Read other letters about this article
I notice a fair amount of commentary from people who haven't yet seen Cars - and who, for generally stuffy elitist reasons, have decided not to. Too bad.
Some think it's Pixar hackwork - poorly animated, crudely done. Nonsense! The luciousness of the backgrounds, the details and detailing of the automotive characters are all superb. The reflections on their sleek paint jobs in the full glow of classic Route 66 neon has to be seen to be believed. Today, after seeing the movie, every car on the road looks different - more alive - than it did before I saw Cars.
Others whine that there's nothing new about the story. Sorry, guys and gals, but that one just doesn't fly. Most of the great literature is based on old, oft-repeated stories, from Gilgamesh to Troy to Beowulf to Shakespeare to Hitchcock to Bergman. There's a reason the same old chestnuts keep coming back, in one form after another. People crave these stories. Children, in fact, should love this one, even if their oh-so-sophisticated parents may not. And the movie teaches life lessons of curbing your own selfishness, teamwork, helping others, respecting earlier generations, letting your wealth trickle down - oh, and striving to excel.
This "red state/blue state" prism that many have tried to force the movie through is just bizarre and tiresome. It's irrelevant. The movie doesn't attempt to divide and polarize - it successfully finds common ground.
I live on Old Route 66, by the way - on a part that got the Interstate (I-40) going right through it (and I-25 as well), but nearby to places that didn't. They got the details right, right down to the spectacular scenery. You elitists in the Midwest may not recognize the realism, having mainly old Roadrunner cartoons to go by, but a big part of the thrill of the movie, for me, was how accurate the mountains and deserts looked (with slight cartoon exaggeration, of course.)

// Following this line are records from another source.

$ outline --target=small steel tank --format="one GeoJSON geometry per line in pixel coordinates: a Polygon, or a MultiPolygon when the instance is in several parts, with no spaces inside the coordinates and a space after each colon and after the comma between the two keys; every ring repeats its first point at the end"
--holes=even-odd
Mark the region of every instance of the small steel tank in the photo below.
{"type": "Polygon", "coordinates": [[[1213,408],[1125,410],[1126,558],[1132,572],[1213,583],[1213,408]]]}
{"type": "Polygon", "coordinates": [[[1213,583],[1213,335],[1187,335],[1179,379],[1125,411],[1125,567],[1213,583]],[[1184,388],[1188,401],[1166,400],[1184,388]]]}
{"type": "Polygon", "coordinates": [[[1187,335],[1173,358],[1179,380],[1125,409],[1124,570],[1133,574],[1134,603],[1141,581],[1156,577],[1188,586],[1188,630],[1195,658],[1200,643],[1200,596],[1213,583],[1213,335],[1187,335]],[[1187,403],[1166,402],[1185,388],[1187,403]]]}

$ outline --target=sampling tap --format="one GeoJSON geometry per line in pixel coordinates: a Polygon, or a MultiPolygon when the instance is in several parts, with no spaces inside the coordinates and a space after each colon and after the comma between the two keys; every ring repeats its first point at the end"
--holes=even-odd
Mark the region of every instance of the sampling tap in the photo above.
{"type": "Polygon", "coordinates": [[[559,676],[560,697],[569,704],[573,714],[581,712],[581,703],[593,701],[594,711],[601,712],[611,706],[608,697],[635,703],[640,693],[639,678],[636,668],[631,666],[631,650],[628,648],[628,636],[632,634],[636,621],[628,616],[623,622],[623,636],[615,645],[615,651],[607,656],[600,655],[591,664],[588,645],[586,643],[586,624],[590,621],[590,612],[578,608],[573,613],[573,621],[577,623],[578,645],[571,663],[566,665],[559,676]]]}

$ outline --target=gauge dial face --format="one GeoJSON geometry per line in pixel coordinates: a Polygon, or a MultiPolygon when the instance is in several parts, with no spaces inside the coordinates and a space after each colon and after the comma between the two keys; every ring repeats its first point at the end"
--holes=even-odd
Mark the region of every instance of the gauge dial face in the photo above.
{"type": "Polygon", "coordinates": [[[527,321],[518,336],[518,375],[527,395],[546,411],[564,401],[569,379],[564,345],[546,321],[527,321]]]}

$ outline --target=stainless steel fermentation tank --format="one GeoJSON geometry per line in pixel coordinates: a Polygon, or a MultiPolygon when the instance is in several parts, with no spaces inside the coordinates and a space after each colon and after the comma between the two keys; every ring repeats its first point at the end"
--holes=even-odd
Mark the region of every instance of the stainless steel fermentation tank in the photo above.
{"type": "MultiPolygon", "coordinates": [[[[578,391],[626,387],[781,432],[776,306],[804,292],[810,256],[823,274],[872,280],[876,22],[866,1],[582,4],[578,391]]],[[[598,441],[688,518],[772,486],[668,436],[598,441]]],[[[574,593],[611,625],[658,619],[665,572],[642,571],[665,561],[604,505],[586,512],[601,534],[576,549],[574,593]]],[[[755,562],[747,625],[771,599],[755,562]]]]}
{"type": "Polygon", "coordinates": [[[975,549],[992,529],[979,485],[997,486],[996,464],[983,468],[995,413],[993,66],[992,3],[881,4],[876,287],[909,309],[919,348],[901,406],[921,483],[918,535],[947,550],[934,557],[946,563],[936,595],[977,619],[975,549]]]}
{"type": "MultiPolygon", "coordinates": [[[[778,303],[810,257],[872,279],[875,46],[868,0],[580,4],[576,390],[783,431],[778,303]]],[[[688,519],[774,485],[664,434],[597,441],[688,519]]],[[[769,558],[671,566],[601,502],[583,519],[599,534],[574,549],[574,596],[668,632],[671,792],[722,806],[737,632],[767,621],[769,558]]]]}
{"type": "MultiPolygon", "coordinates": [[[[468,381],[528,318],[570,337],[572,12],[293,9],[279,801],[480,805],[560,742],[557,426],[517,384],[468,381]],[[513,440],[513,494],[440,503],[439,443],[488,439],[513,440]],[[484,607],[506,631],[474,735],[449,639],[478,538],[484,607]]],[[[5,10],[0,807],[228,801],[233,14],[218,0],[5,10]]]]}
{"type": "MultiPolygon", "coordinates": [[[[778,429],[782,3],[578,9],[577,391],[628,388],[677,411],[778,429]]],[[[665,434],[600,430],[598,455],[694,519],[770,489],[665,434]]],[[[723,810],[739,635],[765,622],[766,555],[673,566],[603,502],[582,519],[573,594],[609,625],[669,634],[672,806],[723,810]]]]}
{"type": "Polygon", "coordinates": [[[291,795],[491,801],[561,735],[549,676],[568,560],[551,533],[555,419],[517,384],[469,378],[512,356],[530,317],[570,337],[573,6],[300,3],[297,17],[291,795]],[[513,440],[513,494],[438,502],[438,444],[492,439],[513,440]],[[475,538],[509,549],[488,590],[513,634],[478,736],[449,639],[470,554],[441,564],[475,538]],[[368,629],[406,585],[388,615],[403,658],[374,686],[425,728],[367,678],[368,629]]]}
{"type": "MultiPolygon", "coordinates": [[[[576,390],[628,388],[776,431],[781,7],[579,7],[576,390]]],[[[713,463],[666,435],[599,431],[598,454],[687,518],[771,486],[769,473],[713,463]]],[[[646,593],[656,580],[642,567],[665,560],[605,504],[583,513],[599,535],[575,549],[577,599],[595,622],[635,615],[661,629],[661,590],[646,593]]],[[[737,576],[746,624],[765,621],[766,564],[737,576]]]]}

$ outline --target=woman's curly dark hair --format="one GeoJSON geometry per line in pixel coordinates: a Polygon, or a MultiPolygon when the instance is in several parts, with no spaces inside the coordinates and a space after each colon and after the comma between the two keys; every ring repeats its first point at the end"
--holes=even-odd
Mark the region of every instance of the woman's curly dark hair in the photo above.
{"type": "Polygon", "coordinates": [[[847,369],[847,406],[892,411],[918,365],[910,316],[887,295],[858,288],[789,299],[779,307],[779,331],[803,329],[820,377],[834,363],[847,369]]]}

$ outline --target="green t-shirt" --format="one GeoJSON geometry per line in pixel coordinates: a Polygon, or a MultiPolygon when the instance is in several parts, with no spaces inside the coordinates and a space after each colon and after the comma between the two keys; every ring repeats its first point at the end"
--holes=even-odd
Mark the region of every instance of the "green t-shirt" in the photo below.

And then there was the thrill of the road - if you weren't moved by the opening sequence coming into the racing stadium, then frankly, I pity you. Driving on the Interstate, by day and by night, driving on the twists and turns of Old 66, cruising main street, speeding across the fields pursued by Frank the Harvester - it's what's fires America's romance with the automobile. (Well, maybe not the part about Frank.)
We'll eventually be using more public transit. Many of us will be able to reproduce a fair amount of the thrill of the road via bicycle. But there will always be a desire for fast, reliable personal transportation - and it doesn't need to be petroleum-fueled. You're not going to kill this desire by snarking about SUVs, peak oil, or global warming. In one form or another, people want to be able to drive where they want to go, by their own schedule, on their own journeys of discovery.
If you break down and go to see Cars, maybe you, too can remember this thrill.